This past weekend was one of happiness, and it was filled with beauty, and it was summer. It is summer and so every day should feel like summer, but it felt so much like summer in the way that you will remember a summer after it has ended; the kind of days that will linger in your memory more than others.
Mira and Emilia picked us up at the airport in and old, run-down car, red with a cracked wind-shield and damaged seat belts, a car only suited for slowly driving around the countryside if it has to be driven at all. It was the first time I have ever ridden a car without having a seatbelt on, and it felt like summer. We rolled the windows down and I breathed in the wind and the scent of all the flowers lining the roads, and my head was full of summer. We went slowly due to the seatbelt situation and it allowed me to drink in all the beauty of a new place and the season both, and my heart came alive with a joy I had not felt for too long.

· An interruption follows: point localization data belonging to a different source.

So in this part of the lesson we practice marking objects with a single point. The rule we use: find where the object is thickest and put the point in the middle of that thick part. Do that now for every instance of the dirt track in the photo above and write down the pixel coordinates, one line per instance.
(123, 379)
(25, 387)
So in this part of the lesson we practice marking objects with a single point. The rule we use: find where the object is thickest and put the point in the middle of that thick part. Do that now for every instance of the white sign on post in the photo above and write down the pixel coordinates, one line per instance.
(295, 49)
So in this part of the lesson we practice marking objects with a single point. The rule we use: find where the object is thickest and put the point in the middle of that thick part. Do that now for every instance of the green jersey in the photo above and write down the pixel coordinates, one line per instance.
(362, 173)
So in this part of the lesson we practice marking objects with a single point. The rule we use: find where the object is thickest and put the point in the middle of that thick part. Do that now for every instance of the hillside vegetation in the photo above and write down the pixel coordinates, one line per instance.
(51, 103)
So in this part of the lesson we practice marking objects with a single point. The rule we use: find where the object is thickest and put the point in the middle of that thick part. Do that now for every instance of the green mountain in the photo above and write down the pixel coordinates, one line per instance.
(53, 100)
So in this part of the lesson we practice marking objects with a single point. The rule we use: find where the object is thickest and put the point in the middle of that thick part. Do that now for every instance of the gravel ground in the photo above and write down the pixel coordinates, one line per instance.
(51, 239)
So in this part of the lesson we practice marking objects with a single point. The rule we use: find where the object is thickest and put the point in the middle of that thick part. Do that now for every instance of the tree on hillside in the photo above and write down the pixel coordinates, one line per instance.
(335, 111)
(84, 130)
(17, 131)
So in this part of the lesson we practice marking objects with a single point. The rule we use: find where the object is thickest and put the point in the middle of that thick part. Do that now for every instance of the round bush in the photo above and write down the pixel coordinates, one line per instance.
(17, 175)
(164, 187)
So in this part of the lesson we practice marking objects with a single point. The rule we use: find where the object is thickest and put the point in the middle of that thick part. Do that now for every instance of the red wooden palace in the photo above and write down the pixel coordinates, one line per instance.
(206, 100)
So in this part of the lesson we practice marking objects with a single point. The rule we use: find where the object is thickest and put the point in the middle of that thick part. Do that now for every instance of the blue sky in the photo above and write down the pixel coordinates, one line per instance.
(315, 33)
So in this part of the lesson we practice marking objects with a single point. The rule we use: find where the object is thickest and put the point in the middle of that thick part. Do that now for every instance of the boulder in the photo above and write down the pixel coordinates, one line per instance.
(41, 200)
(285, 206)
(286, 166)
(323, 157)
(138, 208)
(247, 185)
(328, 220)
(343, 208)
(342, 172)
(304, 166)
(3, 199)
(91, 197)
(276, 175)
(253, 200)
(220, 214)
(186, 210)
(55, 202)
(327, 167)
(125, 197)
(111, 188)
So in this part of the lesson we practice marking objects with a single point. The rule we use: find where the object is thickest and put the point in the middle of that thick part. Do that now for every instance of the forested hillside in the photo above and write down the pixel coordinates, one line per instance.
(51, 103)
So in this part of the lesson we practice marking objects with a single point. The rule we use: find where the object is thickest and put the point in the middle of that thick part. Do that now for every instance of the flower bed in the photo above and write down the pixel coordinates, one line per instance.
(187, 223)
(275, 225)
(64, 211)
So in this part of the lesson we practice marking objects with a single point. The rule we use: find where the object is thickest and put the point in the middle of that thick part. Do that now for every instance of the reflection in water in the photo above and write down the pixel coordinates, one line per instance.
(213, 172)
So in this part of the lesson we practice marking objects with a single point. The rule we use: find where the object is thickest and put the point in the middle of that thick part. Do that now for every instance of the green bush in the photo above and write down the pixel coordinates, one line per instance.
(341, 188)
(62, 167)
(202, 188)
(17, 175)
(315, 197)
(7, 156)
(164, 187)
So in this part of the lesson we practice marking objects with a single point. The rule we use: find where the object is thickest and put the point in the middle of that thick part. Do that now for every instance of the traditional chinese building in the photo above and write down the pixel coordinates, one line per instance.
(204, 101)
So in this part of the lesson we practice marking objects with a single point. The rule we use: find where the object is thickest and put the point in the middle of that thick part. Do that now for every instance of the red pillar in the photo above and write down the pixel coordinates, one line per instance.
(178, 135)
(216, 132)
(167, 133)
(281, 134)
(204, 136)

We stayed at a summer house with three rooms, and I slept in the lightest, brightest one, with a big window with a blooming white lilac outside. The nights never got dark and so I could listen to the birds singing as I fell asleep, and breathe in the scent of my favourite flower even in sleep.
In the mornings there were open windows, squirrels and birds, and time spent with friends. As the day went on I gained new ones, and I was happy. We ate lunch out in the garden and spoke with different accents about the same things that we all love, and Mira went inside to get me a hat to shield me from the sun. I let my hair down to be able to keep it on and felt like someone could paint a picture of us, and it would be the very image of summer. We were the very image of summer, then, as I see it and want to remember it; so many different people in the sun and the grass, coming together to share something loved.
I loved the people and I loved the art. Oh, all the art! The sculptures and the paintings, all the new styles I had not seen before, and we admired each others’ work and each others’ favourites, and I fell in love with a model made by a new friend, and before she had to leave at the end of the show she sold it to me and I will keep it forever. I wrote down names and addresses, I found beauty in art as well as people. Everyone had their own brand of it, so many different kinds of breathtaking. I was not only at peace, I was surrounded by joy; my own and others’, the best kind, the shared kind.